Le Dr Godé du PNMLS/Ituri, parlant au nom du gouvernement congolais, a souligné l’impact de l’intervention de l’Oxfam/Québec, estimant que « la situation de l’épidémie avant l’arrivée d’Oxfam/Québec était sombre et dramatique, renforcée par les conflits armés et interethniques ». Et en dépit du départ annoncé d’Oxfam/Québec, « le gouvernement n’est pas encore en mesure de prendre en charge les PVV ».
Des abris transitionnels
L’intervention du HCR, dirigé par Jorge Holly, va plus loin en apportant son aide aux retournés victimes des affrontements interethniques à Lengabo à qui il construit des abris transitionnels en collaboration avec l’ONG Adra. Sans le HCR, ces vulnérables, démunis de tout, vivraient aujourd’hui comme des animaux, errant par-ci, par-là. Chassés par des affrontements interethniques de 2002-2003 au cours desquels les miliciens du Front révolutionnaires patriotiques de l’Ituri (FPRI) de Germain Katanga de l’ethnie Ngiti ont pilonné la localité de Lengabo pour le rendre un point stratégique pour la prise de Bunia, de nombreuses personnes, particulièrement des habitants de Lengabo de la tribu Bira, sont rentrés dans leurs villages incendiés avec des bétails, champs, étangs et greniers saccagés, après quelques mois seulement de refuge en Ouganda. Une fois en Ituri, les retournés ont occupé pendant 4 ans la ferme du sénateur Tibasima Mbogemu avant d’en être chassés. Aussi le HCR est venu au secours de ces vulnérables sans abris ni autres moyens de vivre en leur construisant 48 abris transitionnels dans le cadre du projet d’Autonomisation communautaire et de consolidation de la paix en Ituri (ACCPI), en partenariat avec l’ONG Adra, financé par le gouvernement japonais. Les activités d’élevage et d’agriculture ont été associées pour permettre à cette population de se remettre dans la vie autonome.

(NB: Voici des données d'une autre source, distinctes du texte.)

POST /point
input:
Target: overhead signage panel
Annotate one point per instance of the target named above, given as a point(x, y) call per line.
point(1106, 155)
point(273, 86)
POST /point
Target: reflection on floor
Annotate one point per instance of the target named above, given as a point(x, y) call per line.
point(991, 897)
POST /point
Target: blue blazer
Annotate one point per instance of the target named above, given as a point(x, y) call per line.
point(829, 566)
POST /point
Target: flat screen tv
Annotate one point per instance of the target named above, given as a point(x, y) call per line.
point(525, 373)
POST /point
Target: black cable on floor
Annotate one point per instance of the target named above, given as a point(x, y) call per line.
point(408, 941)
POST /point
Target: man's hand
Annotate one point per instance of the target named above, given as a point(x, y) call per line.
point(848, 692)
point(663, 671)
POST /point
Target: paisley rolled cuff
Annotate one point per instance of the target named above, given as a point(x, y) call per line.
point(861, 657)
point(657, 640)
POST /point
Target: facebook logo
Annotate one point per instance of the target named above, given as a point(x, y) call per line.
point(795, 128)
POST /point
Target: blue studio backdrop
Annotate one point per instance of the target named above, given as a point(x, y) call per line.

En dépit de toutes les réalisations sur le terrain, beaucoup reste à faire. Sur 36 zones de santé que compte le district de l’Ituri, il n’y a qu’une seule- celle de Bunia – qui est prise en charge par Oxfam/Québec. Pendant ce temps, on annonce la fermeture des activités de MSF en Ouganda qui aura pour conséquence l’afflux des malades ougandais à Bunia. En plus, la maladie a encore de beaux jours au sein d’une population qui croit que le Sida n’existe pas et victime de nombreux actes de violences sexuelles, l’un des principaux vecteurs de la maladie du siècle.
Du côté du HCR, on tire la sonnette d’alarme. « Les projets du HCR sont des programmes d’urgence qui ne vont pas s’éterniser. Pour cela, il est nécessaire que la relève soit assurée une fois que ces projets arriveront à terme ».